My kids we’re growing up in this home where this was just the thing that you could do. It was like a permission to do it. You could write your own music. So they would do it. Now I regret that there was some that I recorded but that I didn’t take it more seriously as they were doing it. This became a thing in the family, this idea that you dialyze through song. What I’m doing now really kicked off. I have enough equipment to be dangerous. I could actually record stuff, and have it be listenable. But I was never trying to become an expert producer, because I wasn’t thinking any of the stuff was destined for anything. Years before people in my band were telling me that I should sell my songs, so I guess maybe that was why I would record them and have them, so if I ever decided to do that I would have some version of them. Once I started working with Chloe, I was so aware of my own lack of education, it became an exercise in restraint, staying out of the way. Her voice sort of shined through. The idea was let’s get her working with other people, but the more I did that the more I wanted to do. The more I wanted to do on the production side, the more I would listen to something and try to figure out why it sounds a certain way, and how to do that. It also taught me to be a lot more patient. There were still some stuff on her first CD that I would go back and clean up, but maybe the magic of it is that it isn’t perfect. When I don’t have someone else to work with I’ll just do my own stuff, but I really do enjoy it. It was inevitable, and I wanted that to be the case, but she’s moved on. So I spent the last two years learning the language, different production techniques, different styles, different sounds, all the language of music, and wanted to continue that thinking that maybe there was a place in the market where I could have some value for people. I feel that the production tells the story as much as the melody and the lyrics.

Do want to get more and more involved in this as time goes on?

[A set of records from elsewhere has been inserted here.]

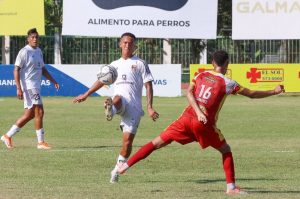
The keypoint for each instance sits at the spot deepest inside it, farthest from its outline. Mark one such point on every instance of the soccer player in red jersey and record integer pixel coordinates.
(205, 95)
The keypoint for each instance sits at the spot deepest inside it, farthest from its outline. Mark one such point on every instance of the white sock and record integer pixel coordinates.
(13, 130)
(230, 186)
(40, 135)
(120, 159)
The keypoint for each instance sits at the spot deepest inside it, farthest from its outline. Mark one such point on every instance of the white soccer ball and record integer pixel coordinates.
(107, 74)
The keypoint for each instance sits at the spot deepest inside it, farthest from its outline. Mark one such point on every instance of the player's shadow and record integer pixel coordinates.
(250, 190)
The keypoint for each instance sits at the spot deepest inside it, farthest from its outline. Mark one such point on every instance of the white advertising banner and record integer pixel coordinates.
(193, 19)
(166, 83)
(265, 19)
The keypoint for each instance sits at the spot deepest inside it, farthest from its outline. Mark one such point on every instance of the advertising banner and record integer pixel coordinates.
(76, 79)
(147, 19)
(260, 76)
(18, 16)
(265, 19)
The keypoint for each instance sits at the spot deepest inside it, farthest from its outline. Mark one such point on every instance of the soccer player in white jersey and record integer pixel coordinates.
(133, 74)
(28, 71)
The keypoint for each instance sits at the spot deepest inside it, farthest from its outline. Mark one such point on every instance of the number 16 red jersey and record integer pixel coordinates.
(210, 92)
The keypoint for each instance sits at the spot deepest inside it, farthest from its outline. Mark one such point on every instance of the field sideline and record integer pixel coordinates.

Yeah, I would like to get more into this. If I had a dream, a goal, for where I would like this to go, is to probably establish a non-for profit music and production company which would give access to these resources to kids who otherwise couldn’t find or afford them. Basically create a song house. I think of it as “The music room”. My kids have gone to musical arts schools and there are a lot of bands around, finding a home for these people who don’t have the resources but have something to say because there is so much power in having that, and having that memorialized. It’s a greater gift than most things material. I believe I do have a way of hearing songs, and hearing how they can be unique. It’s taken me three decades to get to where I am, my objective is to help people get there a whole lot faster.